Faith is a part of life. It is believing a certain outcome will occur from a certain action. It is believing in effect following cause. Even those who know enough to doubt the veracity of cause and effect still live as if it were true. Faith can be a funny thing.
They sit in chairs without even thinking about their beliefs about chairs. Though I would hazard that most people have had at least one chair failure in their life, yet they still tend to sit as if there could be no doubt that the chair will chair and hold them up from the ground.
They choose to believe and act this way because life would be very difficult to manage without fundamental assumptions and beliefs. Such faith, such belief, is practical. It makes life work. We just don't have time to test every chair upon which we might sit. We can't afford the time and expense of seeing every chair certified and regularly tested to insure our safety.
What defines the cut-off? After all, we don't regularly trust ourselves to cars because they are absolutely safe. Accidents happen all of the time, yet we run that risk just to go to the mall, even when we don't really need anything. We get out on the road sometimes just for the experience of driving, even though there is some probability that we won't survive the adventure.

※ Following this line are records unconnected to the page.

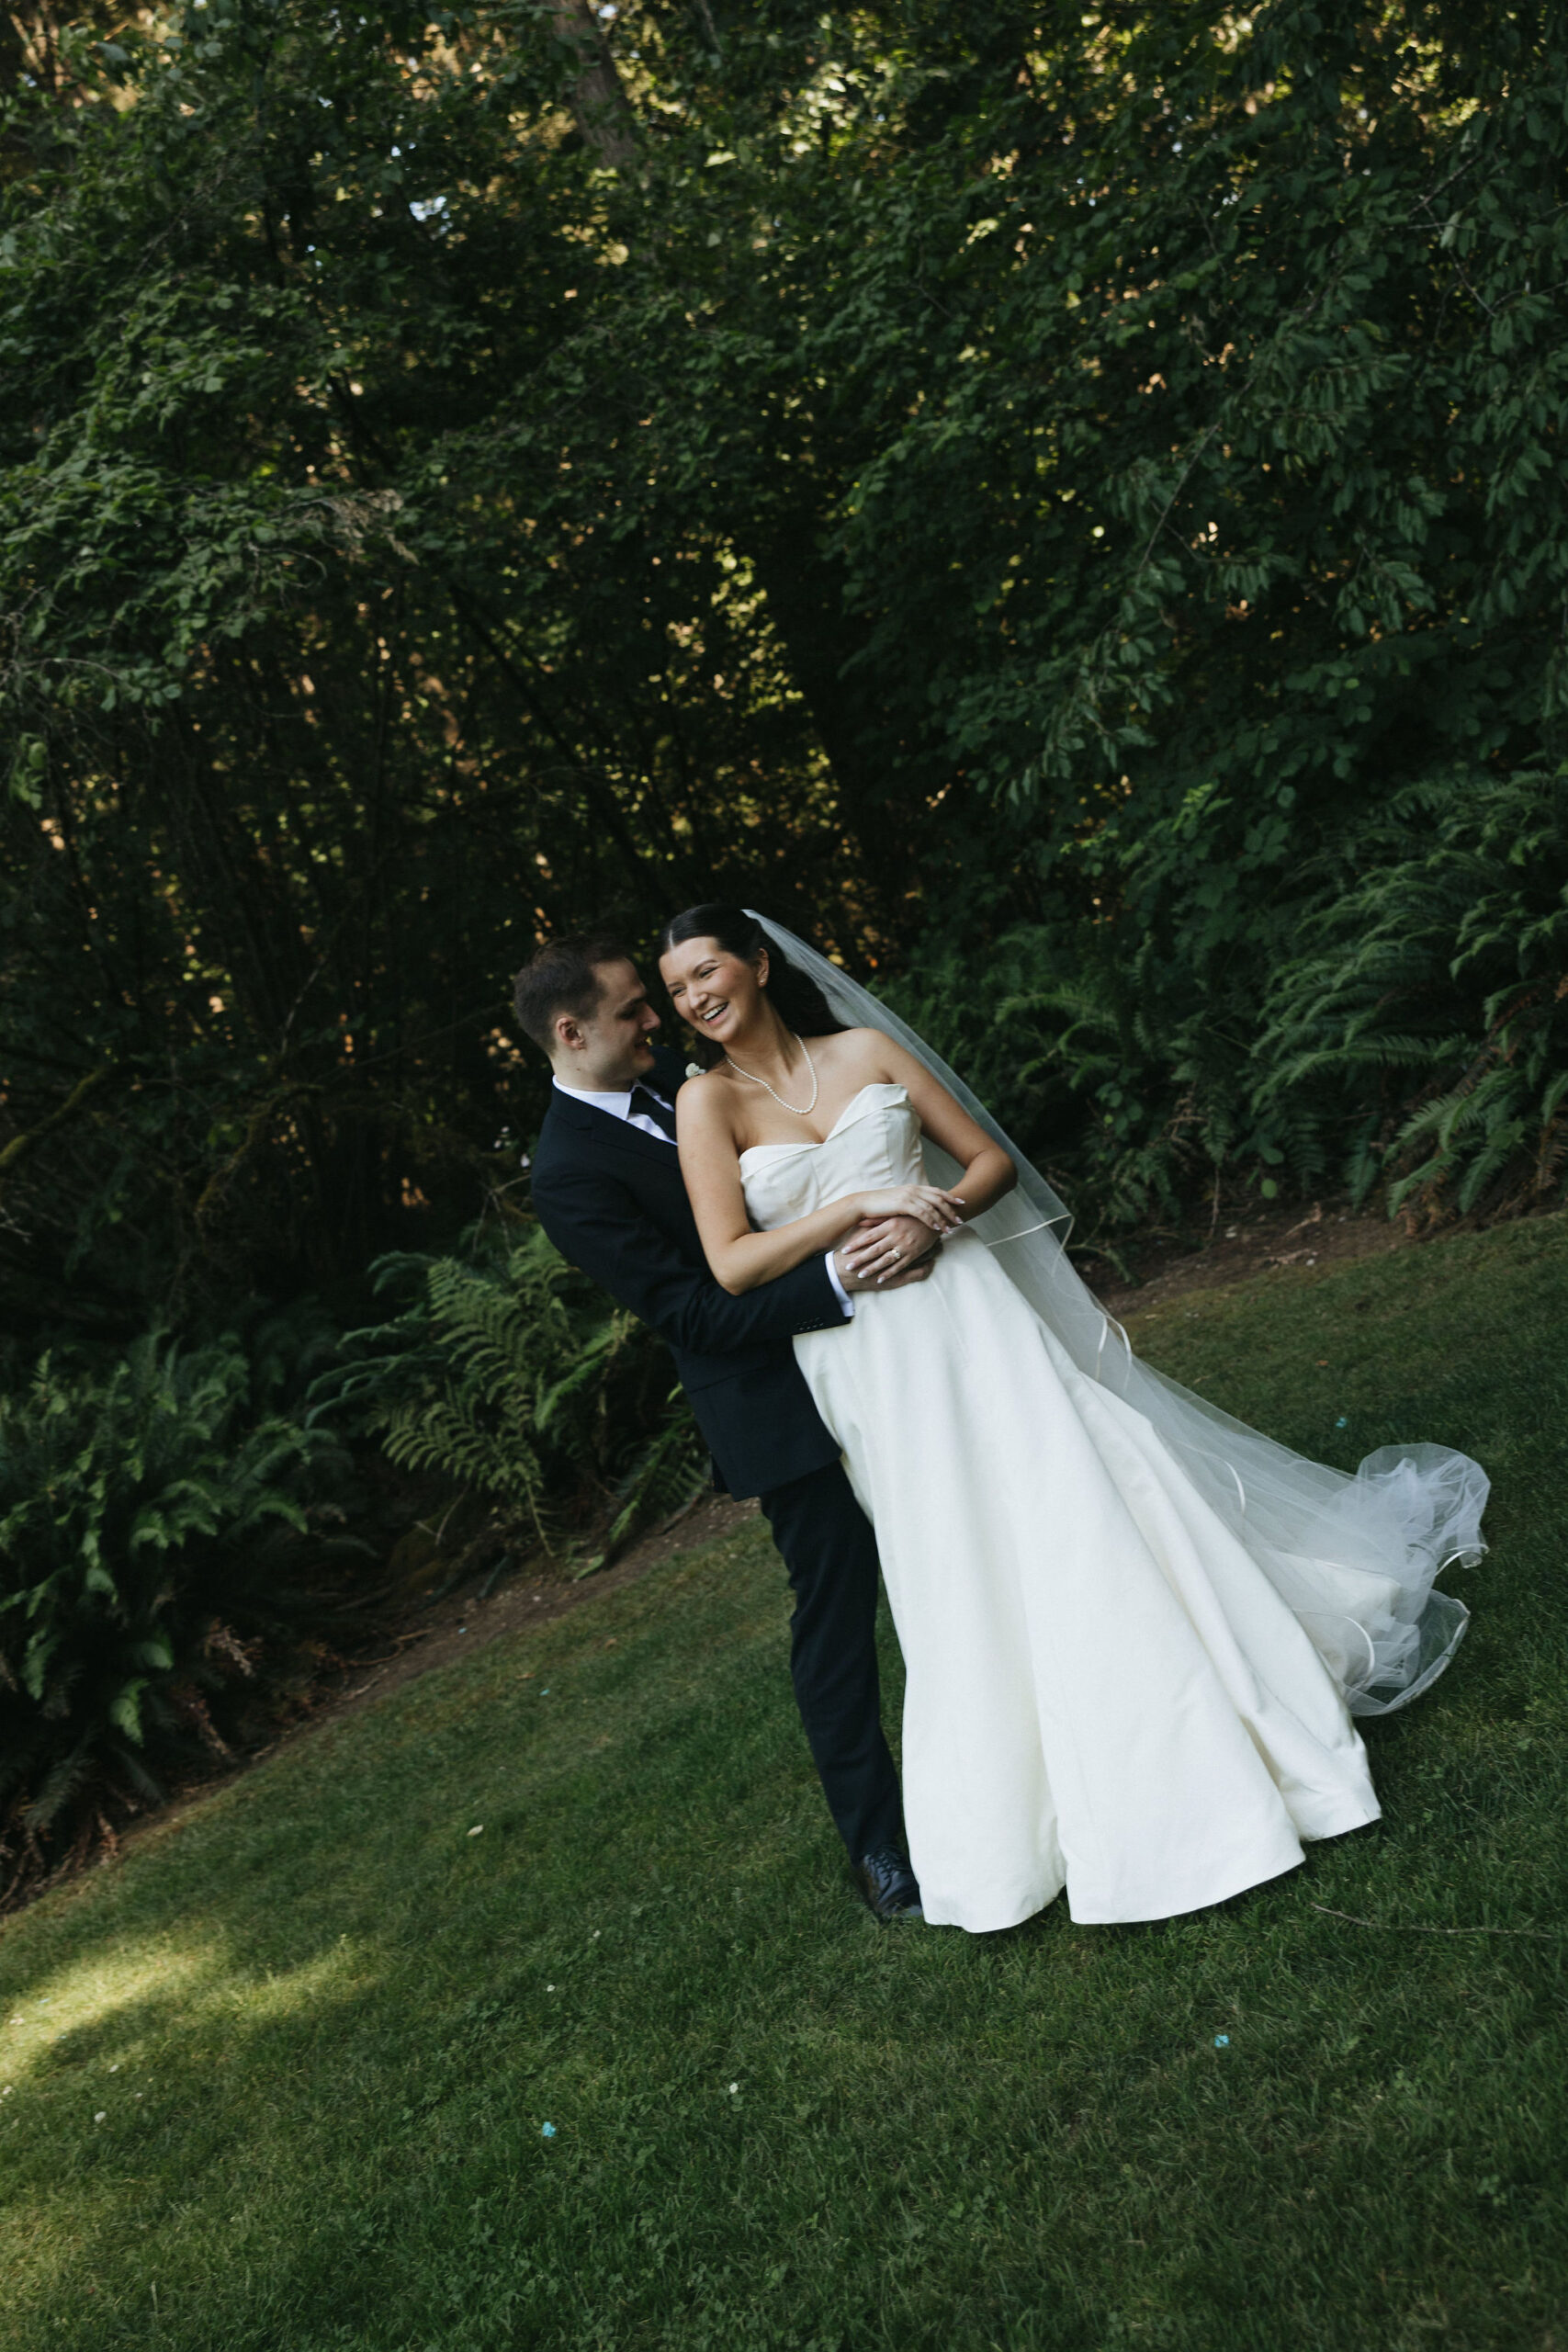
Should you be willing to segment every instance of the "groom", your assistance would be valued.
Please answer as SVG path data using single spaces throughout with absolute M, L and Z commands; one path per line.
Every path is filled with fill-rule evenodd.
M 882 1732 L 876 1539 L 791 1344 L 844 1323 L 867 1285 L 832 1254 L 740 1297 L 715 1281 L 675 1149 L 684 1071 L 651 1042 L 659 1015 L 618 941 L 553 940 L 513 994 L 555 1073 L 533 1161 L 539 1222 L 563 1258 L 668 1341 L 716 1484 L 760 1496 L 795 1589 L 790 1673 L 829 1810 L 877 1917 L 918 1918 Z M 911 1255 L 930 1250 L 923 1226 L 897 1238 Z M 902 1280 L 930 1271 L 928 1257 Z

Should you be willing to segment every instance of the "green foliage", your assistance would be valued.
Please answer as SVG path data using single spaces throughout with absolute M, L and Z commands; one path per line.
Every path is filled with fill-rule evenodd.
M 918 991 L 1018 962 L 976 1050 L 1099 1227 L 1323 1181 L 1347 1115 L 1423 1214 L 1472 1128 L 1472 1204 L 1511 1197 L 1553 1025 L 1530 1107 L 1472 1088 L 1408 1164 L 1434 1071 L 1387 1063 L 1369 1127 L 1348 1062 L 1253 1065 L 1401 796 L 1506 816 L 1568 751 L 1555 32 L 597 21 L 213 0 L 85 11 L 48 70 L 0 43 L 29 1346 L 357 1313 L 538 1115 L 539 933 L 716 891 Z
M 338 1449 L 257 1418 L 238 1343 L 150 1332 L 0 1396 L 0 1861 L 227 1752 L 211 1704 L 288 1614 Z M 332 1516 L 330 1509 L 328 1516 Z M 337 1539 L 341 1544 L 341 1539 Z M 18 1859 L 20 1858 L 20 1859 Z
M 888 994 L 1101 1243 L 1216 1181 L 1376 1188 L 1418 1226 L 1559 1197 L 1568 770 L 1406 786 L 1297 889 L 1256 1007 L 1195 1001 L 1156 934 L 1126 953 L 1109 922 L 1004 934 L 983 991 L 948 949 Z
M 1378 846 L 1274 977 L 1258 1097 L 1422 1221 L 1539 1207 L 1568 1160 L 1568 771 L 1413 788 Z
M 1097 1250 L 1151 1220 L 1174 1219 L 1222 1177 L 1279 1189 L 1292 1148 L 1296 1182 L 1318 1172 L 1310 1121 L 1286 1137 L 1253 1098 L 1239 1024 L 1184 1004 L 1157 943 L 1125 946 L 1109 922 L 1020 926 L 984 959 L 947 947 L 917 981 L 886 991 L 964 1073 L 1075 1213 Z
M 400 1311 L 350 1331 L 310 1418 L 350 1415 L 404 1469 L 432 1471 L 547 1549 L 563 1513 L 598 1522 L 596 1567 L 706 1468 L 662 1345 L 536 1228 L 481 1227 L 461 1257 L 402 1251 L 372 1269 Z

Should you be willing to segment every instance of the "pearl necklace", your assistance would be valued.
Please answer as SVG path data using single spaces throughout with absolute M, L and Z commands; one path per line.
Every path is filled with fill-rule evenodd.
M 793 1030 L 790 1032 L 790 1035 L 792 1036 L 795 1035 Z M 793 1102 L 786 1102 L 782 1094 L 773 1094 L 773 1090 L 768 1084 L 765 1078 L 758 1078 L 752 1071 L 749 1069 L 742 1069 L 738 1061 L 731 1060 L 728 1054 L 726 1054 L 724 1058 L 729 1063 L 729 1067 L 735 1072 L 737 1078 L 748 1078 L 750 1080 L 753 1086 L 760 1086 L 764 1094 L 773 1094 L 773 1101 L 778 1104 L 779 1109 L 781 1111 L 787 1111 L 792 1119 L 809 1119 L 811 1114 L 817 1108 L 817 1065 L 811 1058 L 811 1049 L 807 1046 L 805 1038 L 795 1037 L 795 1042 L 800 1047 L 801 1052 L 806 1056 L 806 1067 L 811 1072 L 811 1100 L 807 1104 L 804 1111 L 797 1111 L 795 1104 Z

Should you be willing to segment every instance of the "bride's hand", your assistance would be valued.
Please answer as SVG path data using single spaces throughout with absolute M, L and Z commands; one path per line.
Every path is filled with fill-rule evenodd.
M 839 1250 L 839 1265 L 846 1280 L 878 1287 L 908 1279 L 911 1267 L 929 1273 L 942 1243 L 929 1225 L 912 1216 L 878 1217 L 874 1225 L 857 1225 Z
M 917 1217 L 936 1234 L 956 1233 L 964 1222 L 963 1201 L 956 1193 L 944 1193 L 940 1184 L 885 1185 L 875 1192 L 858 1193 L 856 1206 L 862 1217 L 867 1219 Z

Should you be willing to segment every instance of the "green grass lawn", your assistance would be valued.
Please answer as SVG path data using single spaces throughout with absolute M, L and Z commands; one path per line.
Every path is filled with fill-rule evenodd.
M 1168 1925 L 881 1930 L 775 1557 L 686 1554 L 7 1928 L 6 2352 L 1568 2352 L 1568 1226 L 1134 1329 L 1491 1470 L 1381 1824 Z M 1535 1932 L 1417 1932 L 1481 1927 Z

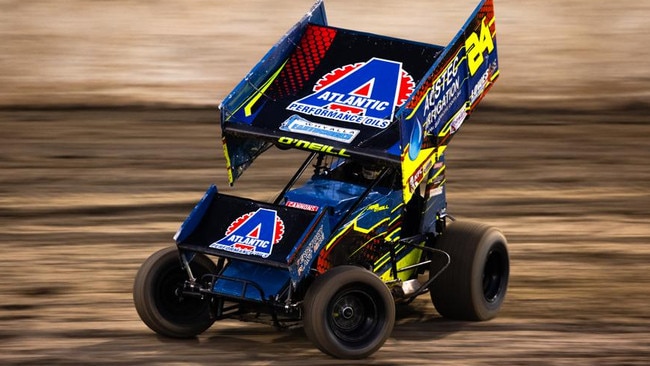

I recall a television program which featured a woman who could make herself drive after an accident, but would only make right turns. She would plot her whole journey to insure that she could make right turns all of the way to her destination and back. This behavior seems psychotic to most of us, and by definition it is. However, is it that much more crazy than the rest of us running the risk just to get a loaf of bread?
Faith, by whatever degree, is still faith. Trust me.